Everybody here just called him/her/it ‘Mac’.

He ordered a scotch, neat. Once, in a moment of black humor, he had ordered ‘coffin polish’ and nearly gotten sick off the fumes. Mac could be very literal sometimes. He prayed to whatever gods (real or artificial) might be feeling responsive that he could guide it to his mouth. The entire bar seemed to vibrate in time with the convulsions. It was getting worse.

“Hey! Hey, Mac!” Loud and mobile and offensively healthy, the man came up behind him and elbowed between him and the rocking woman. He was out of breath. He’d been running. Running!

“Gimme a beer, nothing fancy, just a beer, huh?” He spun towards the first man, smiling. “Some day, huh?”

“Yeah.”

“Hey, don’t I know you, pal?”

“No.”

“Yeah, I’m sure I know you.” He poked him with a finger and nodded his head.

“Unlikely.” He crouched over and shoved his hands back into his pockets, trying to steady himself enough to grasp the glass, which sat, taunting him, on the bar.

“Still, I don’t know, but…”

“Listen! This is Dead Man’s Town. One of many, as I understand it, every major settlement that supports baseline humans on the planet has one. Everyone who was ever frozen or preserved over the thousand years before the Singularity has been revived and fixed just well enough to function, but no more, oh no, no more, by our guilt-ridden, posthuman descendants. The chances that two people who, not only lived at the same time, but actually knew each other in the overcrowded centuries we’re from, is so infinitesimally small as to be laughable.”

He tried to laugh, but it turned into a convulsion so violent that his hat came off and he nearly knocked his head against the bar.

“Whoa, whoa there buddy. You OK?”

“No, I’m not OK, you fool. I’m dead. We’re all dead. Of the sorts of maladies and diseases that would never even touch the people, if you can still call them ‘people’ of this time. And we all still suffer of them, because they don’t want to pollute the ‘purity’ of our essence as artifacts. Purity! Ha!We’re kept in splendid obsolescence because our oh-so-advanced successors have raised doing no more than they have to into a fine art. I don’t know why they even bothered to bring us back, into a future that is so advanced and changes so fast that our unmodified brains couldn’t possibly comprehend it, which forces us to be kept in ghettos for our own protection.”
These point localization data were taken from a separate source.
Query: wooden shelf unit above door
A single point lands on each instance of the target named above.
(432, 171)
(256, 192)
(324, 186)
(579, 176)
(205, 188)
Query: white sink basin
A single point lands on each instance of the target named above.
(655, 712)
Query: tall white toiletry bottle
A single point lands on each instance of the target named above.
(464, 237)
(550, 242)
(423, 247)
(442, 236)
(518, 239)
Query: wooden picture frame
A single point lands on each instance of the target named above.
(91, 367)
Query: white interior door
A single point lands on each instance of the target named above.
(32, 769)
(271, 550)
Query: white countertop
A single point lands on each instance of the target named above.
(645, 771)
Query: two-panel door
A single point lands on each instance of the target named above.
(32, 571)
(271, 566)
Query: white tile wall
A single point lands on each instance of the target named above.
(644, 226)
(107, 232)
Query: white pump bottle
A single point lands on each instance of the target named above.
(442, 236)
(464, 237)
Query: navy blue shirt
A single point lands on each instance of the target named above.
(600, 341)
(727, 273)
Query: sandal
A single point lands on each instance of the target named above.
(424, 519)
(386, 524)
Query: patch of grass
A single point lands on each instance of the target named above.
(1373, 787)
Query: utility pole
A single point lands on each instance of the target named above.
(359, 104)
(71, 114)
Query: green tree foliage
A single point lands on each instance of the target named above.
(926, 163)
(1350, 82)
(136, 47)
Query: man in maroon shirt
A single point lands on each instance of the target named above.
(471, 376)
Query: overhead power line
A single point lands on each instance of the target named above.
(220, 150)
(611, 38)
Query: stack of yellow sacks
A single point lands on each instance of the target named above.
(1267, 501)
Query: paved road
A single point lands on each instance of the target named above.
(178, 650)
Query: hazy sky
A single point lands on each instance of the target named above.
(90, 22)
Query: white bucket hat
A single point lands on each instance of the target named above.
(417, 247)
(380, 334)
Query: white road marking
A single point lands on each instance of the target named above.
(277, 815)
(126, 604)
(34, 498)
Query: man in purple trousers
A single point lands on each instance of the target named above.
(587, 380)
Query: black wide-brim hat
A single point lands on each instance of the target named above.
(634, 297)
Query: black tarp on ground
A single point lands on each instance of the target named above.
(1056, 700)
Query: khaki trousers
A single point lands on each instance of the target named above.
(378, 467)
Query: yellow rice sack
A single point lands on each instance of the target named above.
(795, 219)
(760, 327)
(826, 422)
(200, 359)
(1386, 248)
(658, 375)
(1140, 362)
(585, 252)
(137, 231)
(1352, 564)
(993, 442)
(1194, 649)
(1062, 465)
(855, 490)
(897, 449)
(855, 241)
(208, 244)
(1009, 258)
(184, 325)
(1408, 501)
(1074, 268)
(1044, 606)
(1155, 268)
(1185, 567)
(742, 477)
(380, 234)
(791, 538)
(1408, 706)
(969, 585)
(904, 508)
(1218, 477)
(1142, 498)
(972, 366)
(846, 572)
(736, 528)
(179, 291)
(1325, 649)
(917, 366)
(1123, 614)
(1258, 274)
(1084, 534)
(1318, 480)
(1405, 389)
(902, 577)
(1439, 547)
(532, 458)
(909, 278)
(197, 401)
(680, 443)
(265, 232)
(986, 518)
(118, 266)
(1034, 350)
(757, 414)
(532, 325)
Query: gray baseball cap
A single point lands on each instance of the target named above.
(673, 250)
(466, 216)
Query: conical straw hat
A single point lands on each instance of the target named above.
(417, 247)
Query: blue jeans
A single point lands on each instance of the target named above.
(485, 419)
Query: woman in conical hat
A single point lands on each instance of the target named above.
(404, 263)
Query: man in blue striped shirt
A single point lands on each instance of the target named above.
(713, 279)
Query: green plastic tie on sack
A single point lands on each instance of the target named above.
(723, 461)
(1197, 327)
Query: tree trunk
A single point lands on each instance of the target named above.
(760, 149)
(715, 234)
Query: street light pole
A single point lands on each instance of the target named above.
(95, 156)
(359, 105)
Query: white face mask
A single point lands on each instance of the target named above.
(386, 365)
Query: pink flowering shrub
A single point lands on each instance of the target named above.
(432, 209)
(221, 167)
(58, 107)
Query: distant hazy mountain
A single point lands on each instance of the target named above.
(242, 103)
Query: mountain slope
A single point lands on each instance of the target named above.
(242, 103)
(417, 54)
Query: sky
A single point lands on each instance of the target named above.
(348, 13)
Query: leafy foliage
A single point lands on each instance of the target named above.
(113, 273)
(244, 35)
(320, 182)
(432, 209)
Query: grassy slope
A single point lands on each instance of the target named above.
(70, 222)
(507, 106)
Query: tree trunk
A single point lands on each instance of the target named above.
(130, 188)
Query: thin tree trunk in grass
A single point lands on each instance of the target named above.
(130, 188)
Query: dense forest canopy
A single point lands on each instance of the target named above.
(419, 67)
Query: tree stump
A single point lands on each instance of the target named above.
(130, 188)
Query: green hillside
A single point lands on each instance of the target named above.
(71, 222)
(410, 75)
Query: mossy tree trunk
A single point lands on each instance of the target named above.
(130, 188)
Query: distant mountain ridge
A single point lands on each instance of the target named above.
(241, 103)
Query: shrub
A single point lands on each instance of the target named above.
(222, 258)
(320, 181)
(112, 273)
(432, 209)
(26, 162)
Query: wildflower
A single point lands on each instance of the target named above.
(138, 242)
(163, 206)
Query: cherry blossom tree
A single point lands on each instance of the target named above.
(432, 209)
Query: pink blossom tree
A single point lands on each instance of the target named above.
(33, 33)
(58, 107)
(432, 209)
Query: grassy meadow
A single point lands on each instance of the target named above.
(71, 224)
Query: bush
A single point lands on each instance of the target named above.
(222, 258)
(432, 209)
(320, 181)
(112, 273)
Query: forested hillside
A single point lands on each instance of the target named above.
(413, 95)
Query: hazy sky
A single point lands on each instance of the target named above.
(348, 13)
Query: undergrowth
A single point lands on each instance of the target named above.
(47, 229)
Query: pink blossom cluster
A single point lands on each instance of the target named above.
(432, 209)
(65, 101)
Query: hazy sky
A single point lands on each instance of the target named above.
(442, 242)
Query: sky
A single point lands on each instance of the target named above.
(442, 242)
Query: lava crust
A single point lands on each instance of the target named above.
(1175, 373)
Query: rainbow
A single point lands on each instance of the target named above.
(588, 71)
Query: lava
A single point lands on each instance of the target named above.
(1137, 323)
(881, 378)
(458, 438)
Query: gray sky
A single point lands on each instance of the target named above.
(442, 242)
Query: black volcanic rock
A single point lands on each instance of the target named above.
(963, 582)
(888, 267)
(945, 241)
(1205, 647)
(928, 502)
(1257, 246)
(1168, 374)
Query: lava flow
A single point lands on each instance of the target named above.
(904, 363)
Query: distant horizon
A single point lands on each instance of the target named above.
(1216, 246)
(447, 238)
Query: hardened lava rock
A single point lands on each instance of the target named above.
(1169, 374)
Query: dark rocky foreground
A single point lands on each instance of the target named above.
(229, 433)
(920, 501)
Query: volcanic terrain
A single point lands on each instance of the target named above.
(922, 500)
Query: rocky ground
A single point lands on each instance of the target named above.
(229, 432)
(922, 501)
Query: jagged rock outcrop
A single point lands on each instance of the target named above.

“Hey, hey buddy, take it easy, huh? You’re starting to shake again. What’s wrong with you?”

“Gibson’s Disorder. What they called ‘the Industrial Disease’ in my time.”

“Hey, we had that in my time too. Maybe I do know you after all.” He stuck his hand into a pocket of the other man’s coat.

“You got meds for it? The Posties usually give people meds for stuff like that, don’t they?”

“They’re gone. They revolted.”

“What?”

“The medical nanomachines they put in those medicines, they became a sentient gestalt last night and left to form a colony on one of the machine continents. All across town. Why do you think we’re all in here drinking, huh?” He glared up at the other man. “How did you not know that?”

“Well, I don’t take no meds, so I didn’t know.”

“You don’t take meds? What are you? An accident case or something?”

“I don’t know. Like you said, they don’t tell you much when you wake up here, right? I think it might have been murder.” He grinned and nodded his head. “I don’t remember how I died or who it was that killed me, but I’m absolutely certain I deserved it.”

“You did.” His hands didn’t shake as he pulled the zipgun, a thing of hollow bone and duct tape, from his pocket and shot the other man under between the eyes.

It felt good. But it didn’t do much good.

The Resurrection Crews had tesseracted in before the man hit the floor.

He’d already been paid once for the hit, long ago, although the client and the economic system he’d paid him in had both long since faded to historical footnotes.

Still a man in his profession did have his pride. And with everything else he knew long since ground into the dust of history, sometimes his pride was all he had.